The URBANAGE Consortium came together in Athens last week to work together on our digital solutions to help better engage older residents and create more age-friendly cities.

Updates on progress from our pilot cities will be shared in the coming weeks. In the meantime here's a light hearted look at three key takeaways that stood out (at least to the author here) from the meeting.

1. Don’t judge a book by its cover: UX is often at play

A number of consortium members giggled when we first saw the first participatory data collection device from Helsinki. The big black box with its push buttons was more akin to a 1980’s tv games console than the smart devices we are used to using every day. Then we heard about how difficult it is for older adults wearing gloves in the extreme cold of Helsinki’s winters to use any kind of touchscreen device. The black box was specifically designed by a user experience (UX) expert to be robust, to be used in hardy conditions and to be simple for any older adult to use. A lesson was quickly learned… we are not the target demographic so we have to be careful to design for what the older adults want rather than what we think they want.

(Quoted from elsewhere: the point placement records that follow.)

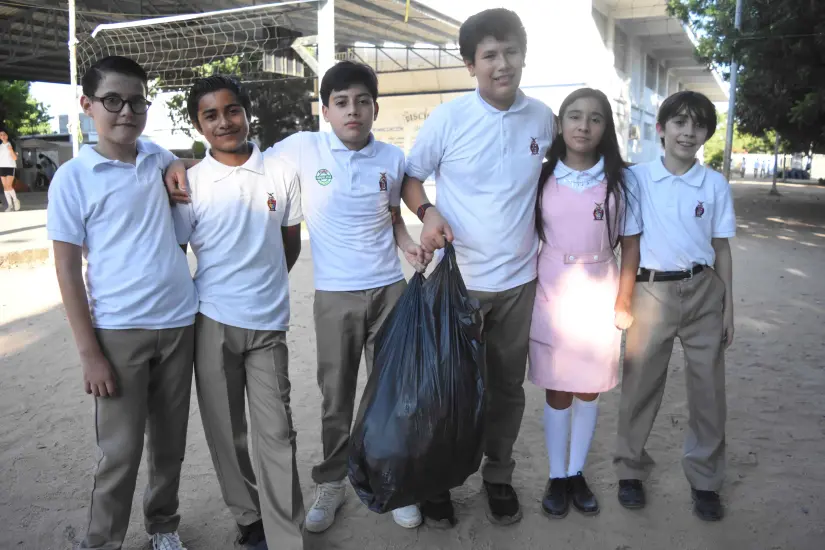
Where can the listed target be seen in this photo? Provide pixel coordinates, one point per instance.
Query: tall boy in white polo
(233, 224)
(486, 159)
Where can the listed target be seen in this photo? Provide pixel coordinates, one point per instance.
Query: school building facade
(630, 49)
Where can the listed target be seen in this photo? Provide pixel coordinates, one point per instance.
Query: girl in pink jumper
(583, 300)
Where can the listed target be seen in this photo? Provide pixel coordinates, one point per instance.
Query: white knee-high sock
(556, 433)
(585, 414)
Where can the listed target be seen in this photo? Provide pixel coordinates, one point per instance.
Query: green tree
(280, 107)
(742, 143)
(781, 52)
(19, 112)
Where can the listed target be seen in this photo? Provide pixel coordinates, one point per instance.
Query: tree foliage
(781, 52)
(280, 107)
(20, 114)
(742, 143)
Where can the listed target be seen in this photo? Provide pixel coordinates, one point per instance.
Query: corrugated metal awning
(34, 33)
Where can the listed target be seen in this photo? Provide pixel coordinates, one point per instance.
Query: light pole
(734, 69)
(74, 116)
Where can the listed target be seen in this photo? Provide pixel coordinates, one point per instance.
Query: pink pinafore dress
(574, 345)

2. Technology by itself is not that exciting: Humanise technology with personas

Reviewing architecture and app service screens is hard to follow and assess without putting yourself in the shoes of the target user, and no developer ever enjoys presenting to a room full of glassy eyes. Leveraging the personas developed during the initial pilot co-creation workshops, as demonstrated by Santander at the meeting, helps the viewer better understand the purpose of specific technology features and be able to provide useful feedback. Reviewing a dashboard as Lola, an 82 year old pensioner in good health, is different to that of Laura a busy city administrator in her 30’s. Continuing to leverage personas is a practice URBANAGE plans to adopt for its forthcoming video series, but note these won’t replace actual end-user co-creation and validation in the real world.

3. Sustainability is complex: Its an ongoing process that must be dynamic and iterative

The old saying ‘a camel is a racehorse built by committee’ could have been written about many European projects in the past which focused on trying to create one perfect product or service. To mitigate the risk of creating a solution that overlooks broader societal context URBANAGE has tried to adopt a more holistic view of sustainability that is not about a single product or service but is rather an interplay of the various systems, stakeholders and outputs that make up the project. In this way the URBANAGE solutions can be more adaptive and resilient allowing for flexibility and adaptation to changing conditions and needs. However, the traditional pull to focus just on platform exploitation is strong, and so more interactive workshops which bring multiple perspectives and expertise of the partners into the modelling of sustainability pathways is needed.

Finally, one (rather flippant) question URBANAGE didn't manage to answer with consensus after the project dinner is - can Tortellini, even with the addition of mushrooms, really ever be called an authentic Greek dish? I think our Italian Coordinator may have the casting vote here!